I’m also in the habit of curating a weekend chores list from my main Home list into Things’ Today view. I do this because my biggest problem with GTD at the moment is sometimes I forget to review my appropriate context lists on a daily basis or at the right moment.

The Mac, The Myth, The Legend: How Snow Leopard became synonymous with reliability:

Initial experiences with Snow Leopard weren’t as blissful as more recent commentary remembers. The troubled rollout of MobileMe, iCloud’s precursor, was still an open wound. Soon after release, a major bug was discovered in Snow Leopard that would cause the home directories of guest accounts to be wiped completely. The issue was prevalent enough that Apple publicly responded and later issued an update, 10.6.2, to address the problem.

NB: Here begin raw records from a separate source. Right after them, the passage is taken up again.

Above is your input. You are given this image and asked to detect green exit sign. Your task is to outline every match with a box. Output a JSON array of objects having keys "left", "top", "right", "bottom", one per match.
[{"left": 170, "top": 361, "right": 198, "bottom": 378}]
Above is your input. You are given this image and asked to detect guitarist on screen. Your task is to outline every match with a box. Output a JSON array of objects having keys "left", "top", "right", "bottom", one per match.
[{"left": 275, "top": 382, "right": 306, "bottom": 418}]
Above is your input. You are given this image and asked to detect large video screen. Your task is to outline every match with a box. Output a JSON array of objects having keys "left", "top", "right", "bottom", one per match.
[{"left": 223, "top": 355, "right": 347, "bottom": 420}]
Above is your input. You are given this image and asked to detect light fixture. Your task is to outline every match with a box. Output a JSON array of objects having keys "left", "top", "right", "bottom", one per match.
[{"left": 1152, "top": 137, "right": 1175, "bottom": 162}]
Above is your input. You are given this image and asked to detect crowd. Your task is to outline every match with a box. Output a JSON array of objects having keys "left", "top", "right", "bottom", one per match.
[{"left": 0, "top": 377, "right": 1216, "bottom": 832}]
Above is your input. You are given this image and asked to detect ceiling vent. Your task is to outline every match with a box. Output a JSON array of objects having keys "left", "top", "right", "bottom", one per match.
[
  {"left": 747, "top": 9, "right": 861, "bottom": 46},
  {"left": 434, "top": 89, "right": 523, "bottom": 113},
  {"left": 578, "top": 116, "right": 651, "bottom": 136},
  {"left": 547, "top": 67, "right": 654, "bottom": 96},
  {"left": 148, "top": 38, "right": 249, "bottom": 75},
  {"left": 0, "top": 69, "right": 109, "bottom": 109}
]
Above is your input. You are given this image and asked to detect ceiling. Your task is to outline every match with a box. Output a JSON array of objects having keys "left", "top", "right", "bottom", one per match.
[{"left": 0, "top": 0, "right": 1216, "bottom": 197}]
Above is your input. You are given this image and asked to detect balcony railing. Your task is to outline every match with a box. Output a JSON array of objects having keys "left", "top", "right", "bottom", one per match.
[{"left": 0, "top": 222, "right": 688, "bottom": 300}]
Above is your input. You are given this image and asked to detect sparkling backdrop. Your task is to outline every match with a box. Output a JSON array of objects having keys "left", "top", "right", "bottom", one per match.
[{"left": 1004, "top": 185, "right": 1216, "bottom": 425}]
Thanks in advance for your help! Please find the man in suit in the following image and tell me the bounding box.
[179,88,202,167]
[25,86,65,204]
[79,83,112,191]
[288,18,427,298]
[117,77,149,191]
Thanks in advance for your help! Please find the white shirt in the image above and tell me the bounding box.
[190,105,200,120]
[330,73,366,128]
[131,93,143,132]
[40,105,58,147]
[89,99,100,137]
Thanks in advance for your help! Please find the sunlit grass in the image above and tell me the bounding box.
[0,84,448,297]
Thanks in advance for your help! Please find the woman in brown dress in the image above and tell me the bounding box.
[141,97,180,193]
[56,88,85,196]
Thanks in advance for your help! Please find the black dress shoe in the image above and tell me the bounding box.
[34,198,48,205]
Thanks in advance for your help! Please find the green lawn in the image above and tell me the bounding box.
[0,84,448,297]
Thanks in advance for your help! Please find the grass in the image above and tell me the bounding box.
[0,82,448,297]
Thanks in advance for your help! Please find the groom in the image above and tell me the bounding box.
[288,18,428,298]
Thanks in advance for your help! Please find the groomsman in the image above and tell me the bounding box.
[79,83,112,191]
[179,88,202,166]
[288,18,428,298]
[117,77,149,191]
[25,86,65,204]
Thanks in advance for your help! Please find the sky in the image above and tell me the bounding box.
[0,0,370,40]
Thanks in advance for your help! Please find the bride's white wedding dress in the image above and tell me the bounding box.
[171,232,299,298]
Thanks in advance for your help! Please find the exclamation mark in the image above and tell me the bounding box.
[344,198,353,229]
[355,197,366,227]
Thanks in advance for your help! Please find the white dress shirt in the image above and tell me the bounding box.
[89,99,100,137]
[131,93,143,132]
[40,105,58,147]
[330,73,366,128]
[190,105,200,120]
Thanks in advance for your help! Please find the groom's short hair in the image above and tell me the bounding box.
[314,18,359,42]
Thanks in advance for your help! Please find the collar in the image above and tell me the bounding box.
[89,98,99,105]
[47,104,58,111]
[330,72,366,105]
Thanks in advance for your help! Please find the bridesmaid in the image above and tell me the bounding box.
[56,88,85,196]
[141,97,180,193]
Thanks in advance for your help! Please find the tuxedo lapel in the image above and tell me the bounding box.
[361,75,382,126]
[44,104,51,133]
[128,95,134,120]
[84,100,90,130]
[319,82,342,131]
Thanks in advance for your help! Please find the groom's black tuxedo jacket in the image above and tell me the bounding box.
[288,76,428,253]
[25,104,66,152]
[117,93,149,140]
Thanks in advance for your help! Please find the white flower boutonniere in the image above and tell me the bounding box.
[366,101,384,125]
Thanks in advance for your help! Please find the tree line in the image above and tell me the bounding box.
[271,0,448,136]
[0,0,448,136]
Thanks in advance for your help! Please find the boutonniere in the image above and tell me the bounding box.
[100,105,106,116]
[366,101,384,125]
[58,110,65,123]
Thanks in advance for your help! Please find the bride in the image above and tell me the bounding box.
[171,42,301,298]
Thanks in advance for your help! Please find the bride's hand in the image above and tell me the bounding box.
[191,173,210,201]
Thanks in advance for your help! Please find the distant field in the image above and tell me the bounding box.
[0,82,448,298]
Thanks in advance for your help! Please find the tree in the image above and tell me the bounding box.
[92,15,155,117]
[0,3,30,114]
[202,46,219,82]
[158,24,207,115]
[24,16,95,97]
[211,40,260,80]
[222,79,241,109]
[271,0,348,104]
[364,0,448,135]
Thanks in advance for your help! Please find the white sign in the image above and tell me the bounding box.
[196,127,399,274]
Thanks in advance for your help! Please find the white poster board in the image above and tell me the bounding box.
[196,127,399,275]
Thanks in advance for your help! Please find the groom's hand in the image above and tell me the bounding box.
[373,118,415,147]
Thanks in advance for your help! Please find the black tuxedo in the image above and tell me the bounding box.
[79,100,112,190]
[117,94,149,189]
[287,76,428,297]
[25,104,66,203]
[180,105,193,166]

Sure, Snow Leopard had it’s problems too as almost all macOS up to this point. So I’m still not subscribed to this Apple software quality is in decline bullshit. Most of it just nostalgia, for example: I remember a lot of kernel panics on my old white MacBook back when it was running Tiger but I had not seen them since Lion.

There are new apps starting to pop up in the App Store which are truly nerdy, like OpenTerm and iVim. They’re still feel like a mobile demo of their desktop counterparts, but it’s nice to see something like that on iOS finally. I’m not sure where this’ll lead but I would be really grateful if I could replace my remote server setup running in Blink with something that I can use locally for web development someday.

Check out what OpenTerm can do.

Having said that, I still love using Blink, you should checkout the app, it’s open source on GitHub. Also, the new beta version is very stable, and fixes a lot of annoying UI bugs I had with the app.